Chapter 7: The Old Prison
Author: Stanterry
last update2025-12-17 20:05:32

The shapeshifting magic felt different from the others.

It wasn't just power. It was knowledge. Understanding of how bodies worked at a fundamental level. How bones connected. How muscles contracted. How skin stretched and reformed. The serpent woman had spent decades mastering it, and now all that expertise lived inside me.

I could feel my own corruption more clearly now. See how the black veins were restructuring my cardiovascular system. Replacing human tissue with something else. Something designed to channel stolen magic more efficiently.

The locket wasn't killing me. It was remaking me.

The distinction mattered less with each passing hour.

I walked for what felt like half a day.
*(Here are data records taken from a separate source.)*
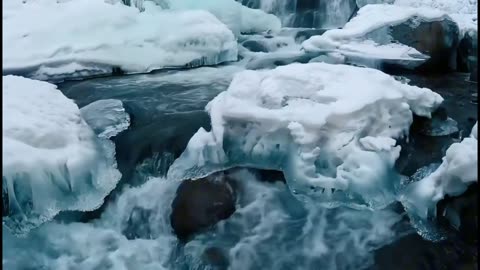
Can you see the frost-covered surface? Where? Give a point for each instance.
(362, 35)
(52, 160)
(330, 128)
(239, 18)
(458, 170)
(270, 230)
(84, 38)
(463, 12)
(107, 117)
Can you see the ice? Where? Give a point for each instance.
(107, 117)
(458, 170)
(52, 160)
(239, 18)
(84, 38)
(362, 39)
(270, 230)
(329, 128)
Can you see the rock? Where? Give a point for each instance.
(467, 52)
(201, 203)
(305, 34)
(438, 39)
(473, 68)
(215, 257)
(255, 46)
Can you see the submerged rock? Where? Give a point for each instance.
(438, 39)
(467, 52)
(201, 203)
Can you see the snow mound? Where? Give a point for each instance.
(239, 18)
(365, 35)
(458, 170)
(85, 38)
(331, 129)
(52, 160)
(107, 117)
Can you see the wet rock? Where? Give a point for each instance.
(437, 39)
(305, 34)
(467, 52)
(200, 204)
(255, 46)
(215, 257)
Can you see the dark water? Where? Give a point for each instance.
(270, 228)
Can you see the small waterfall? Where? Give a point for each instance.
(307, 13)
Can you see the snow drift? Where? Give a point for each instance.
(331, 129)
(52, 160)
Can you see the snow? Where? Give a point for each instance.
(84, 38)
(360, 37)
(458, 170)
(264, 210)
(239, 18)
(327, 127)
(107, 117)
(463, 12)
(52, 160)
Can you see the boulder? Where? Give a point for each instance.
(467, 52)
(200, 204)
(437, 39)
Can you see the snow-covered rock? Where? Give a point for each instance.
(331, 129)
(84, 38)
(376, 34)
(458, 170)
(107, 117)
(52, 160)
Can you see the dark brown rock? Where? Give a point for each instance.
(200, 204)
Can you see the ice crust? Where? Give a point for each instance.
(329, 128)
(83, 38)
(52, 160)
(107, 117)
(458, 170)
(364, 35)
(239, 18)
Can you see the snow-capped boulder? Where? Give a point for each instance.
(84, 38)
(52, 160)
(331, 129)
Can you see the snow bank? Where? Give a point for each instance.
(52, 160)
(364, 35)
(457, 171)
(84, 38)
(330, 128)
(239, 18)
(463, 12)
(107, 117)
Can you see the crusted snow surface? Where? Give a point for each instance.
(107, 117)
(239, 18)
(463, 12)
(363, 37)
(458, 170)
(52, 160)
(331, 129)
(83, 38)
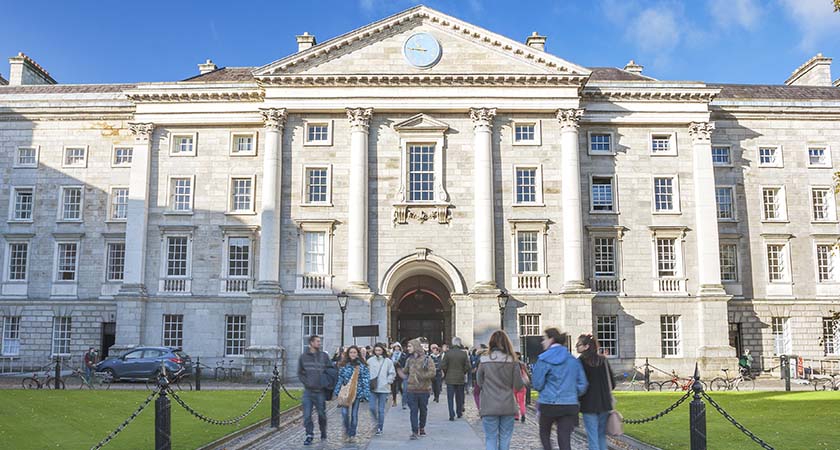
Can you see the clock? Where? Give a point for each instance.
(421, 50)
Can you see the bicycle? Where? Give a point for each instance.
(738, 383)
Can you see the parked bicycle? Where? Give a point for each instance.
(740, 383)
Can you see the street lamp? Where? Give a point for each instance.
(342, 303)
(503, 298)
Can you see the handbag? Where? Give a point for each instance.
(615, 424)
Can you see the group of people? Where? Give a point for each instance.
(567, 386)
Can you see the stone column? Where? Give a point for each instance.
(484, 219)
(572, 218)
(357, 239)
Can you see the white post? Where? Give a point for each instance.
(485, 274)
(357, 239)
(572, 218)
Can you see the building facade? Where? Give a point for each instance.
(423, 166)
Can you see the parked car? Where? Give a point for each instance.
(144, 363)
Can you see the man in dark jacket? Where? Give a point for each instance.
(313, 365)
(455, 366)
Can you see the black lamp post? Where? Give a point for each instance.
(342, 303)
(503, 297)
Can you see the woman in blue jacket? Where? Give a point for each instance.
(560, 380)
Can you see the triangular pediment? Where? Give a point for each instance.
(377, 49)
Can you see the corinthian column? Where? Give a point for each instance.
(708, 251)
(358, 227)
(483, 220)
(572, 219)
(269, 275)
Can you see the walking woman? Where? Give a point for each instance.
(560, 380)
(352, 370)
(498, 377)
(596, 403)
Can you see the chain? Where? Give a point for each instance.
(731, 419)
(127, 421)
(657, 416)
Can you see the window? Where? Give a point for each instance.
(769, 156)
(11, 336)
(721, 156)
(181, 199)
(66, 261)
(421, 173)
(822, 204)
(241, 194)
(18, 261)
(725, 203)
(317, 185)
(27, 157)
(123, 156)
(183, 144)
(119, 203)
(75, 156)
(115, 267)
(61, 335)
(606, 330)
(665, 194)
(173, 330)
(729, 263)
(23, 202)
(235, 333)
(819, 157)
(782, 339)
(71, 204)
(602, 194)
(313, 324)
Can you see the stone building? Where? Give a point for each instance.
(426, 167)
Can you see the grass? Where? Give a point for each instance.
(73, 419)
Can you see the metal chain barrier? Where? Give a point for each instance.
(732, 420)
(662, 413)
(127, 421)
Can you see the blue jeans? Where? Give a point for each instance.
(498, 431)
(596, 430)
(418, 403)
(317, 399)
(350, 416)
(377, 407)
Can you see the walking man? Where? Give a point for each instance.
(455, 367)
(314, 367)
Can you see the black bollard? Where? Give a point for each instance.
(697, 420)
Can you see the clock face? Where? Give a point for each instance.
(422, 50)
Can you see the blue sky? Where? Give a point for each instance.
(734, 41)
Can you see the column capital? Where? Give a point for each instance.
(274, 119)
(700, 131)
(359, 118)
(569, 118)
(482, 117)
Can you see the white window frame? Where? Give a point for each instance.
(538, 185)
(305, 184)
(317, 122)
(16, 163)
(591, 152)
(174, 135)
(537, 140)
(237, 134)
(81, 165)
(672, 138)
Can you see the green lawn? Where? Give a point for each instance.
(73, 419)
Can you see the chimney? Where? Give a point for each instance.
(305, 41)
(536, 41)
(207, 67)
(632, 67)
(23, 70)
(815, 72)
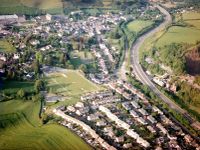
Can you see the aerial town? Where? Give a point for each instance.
(95, 78)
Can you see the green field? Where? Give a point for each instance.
(31, 7)
(189, 34)
(179, 35)
(21, 128)
(11, 87)
(138, 25)
(78, 58)
(71, 84)
(5, 46)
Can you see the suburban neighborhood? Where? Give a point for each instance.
(102, 74)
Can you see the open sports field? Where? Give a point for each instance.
(50, 6)
(6, 47)
(182, 34)
(179, 35)
(138, 25)
(21, 128)
(70, 84)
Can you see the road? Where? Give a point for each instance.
(143, 77)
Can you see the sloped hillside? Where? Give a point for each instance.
(193, 61)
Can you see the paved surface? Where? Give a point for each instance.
(141, 75)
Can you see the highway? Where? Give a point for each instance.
(143, 77)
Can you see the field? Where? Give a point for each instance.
(23, 6)
(138, 25)
(179, 35)
(189, 34)
(71, 84)
(21, 128)
(78, 58)
(6, 47)
(11, 87)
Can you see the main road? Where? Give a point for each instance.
(143, 77)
The tunnel narrowed, widened, twisted back on itself. No logic to the path. Just following the natural fault lines in the rock. My torches burned down one by one. Eventually, I switched to the chemical lights. They cast everything in sickly green that made the shadows dance wrong.

The temperature dropped below freezing. Ice coated everything. My breath came out in clouds so thick I could barely see through them. Only my stolen ice magic kept me from hypothermia.

Then the tunnel opened into something that definitely wasn't natural.

Worked stone. Precise angles. A doorway carved from solid rock, maybe twenty feet tall and half as wide. Symbols covered every surface. Not decorative. Functional. Wards. Seals. Magical barriers meant to keep something in.

Or keep something out.

Most of the wards were dark now. Dead. Their power exhausted decades ago. But a few still flickered with faint light. Weak. Failing. Not enough to stop me.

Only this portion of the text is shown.